It seems like another reason 2048 was successful is because it was open source from the start. There were about a dozen remixed versions of 2048, and few of those would have happened without the source code being available from the beginning. People would have made their own versions, but it would have taken a lot more time than "let's just use this code that already exists."


As a developer submitting to Show HN, there are some projects that I expected to take off and some that were mere novelties. Two of my biggest projects were things I didn't expect to make a bleep, yet the project that I considered most useful [0] never went anywhere

[0] https://github.com/kolodny/nip


For "nip", I suspect that is because it quite literally is "plumbing" of a sort that people have their favourite tools for from before, whether it's awk, sed, perl, or any other language interpreter that can easily take an expression on the command line (e.g. ruby can pretend to be both awk and sed of sorts with the right command line options).

It looks neat, but it'd appeal to people who spend most of their time doing stuff with node anyway, and doesn't have other scripting alternatives they prefer for one-liners.

There's a ton of inertia for those kind of tools.

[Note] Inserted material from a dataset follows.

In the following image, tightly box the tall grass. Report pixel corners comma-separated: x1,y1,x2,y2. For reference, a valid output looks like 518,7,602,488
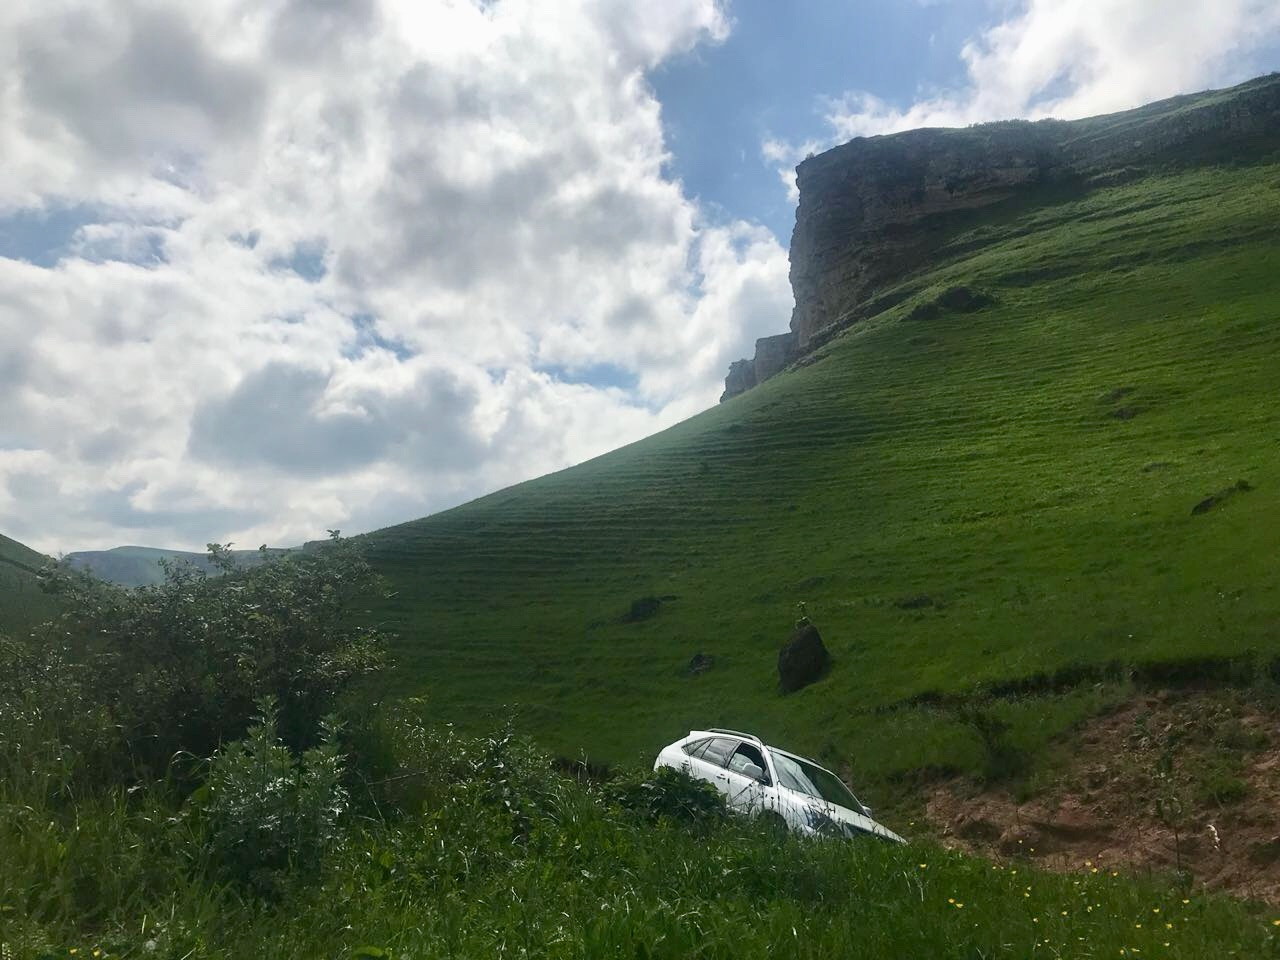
3,701,1274,959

E.g. even though I prefer Ruby, I tend to use awk for one-liners because I can expect it to be available "everywhere", and because I have "muscle memory" for dozens of common patterns because I started using it so long ago.

That's not a criticism of your tool - just some thoughts on reasons why it might be harder to get attention for that kind of tool.


> [...]we need to remember that (hubris aside) what we do everyday, even if it's just a side project we did for fun one evening, has the potential to change the world in an instant[...]

Really? So '2048' changed the world. I have this feeling that developers change the world more often than Cartoon/TV-heros save thew world these days. How many apps away from world peace?!

ps. Developers are the only group of people who are so disillusioned to collectively think that their products change the world. That Steve Jobs destroyed 3 generations with 1 phrase.

NOTE: nothing wrong with the app-creator. I'm really happy for him, it's just that every time I read about a developer who changed the world (writing an application) I wanna burn my eyes on a brazier.


When 23 million people are talking about your little weekend project, you have changed the world.

Maybe your definition of 'change the world' is too stringent.

Squeezable ketchup bottles changed the world too.

Instead of being so uptight about how people use the phrase why you don't you start trying to create your own impact?


These days 8 million people talk about a monkey peeing in its mouth on youtube [1]. It doesn't mean the monkey changed the world.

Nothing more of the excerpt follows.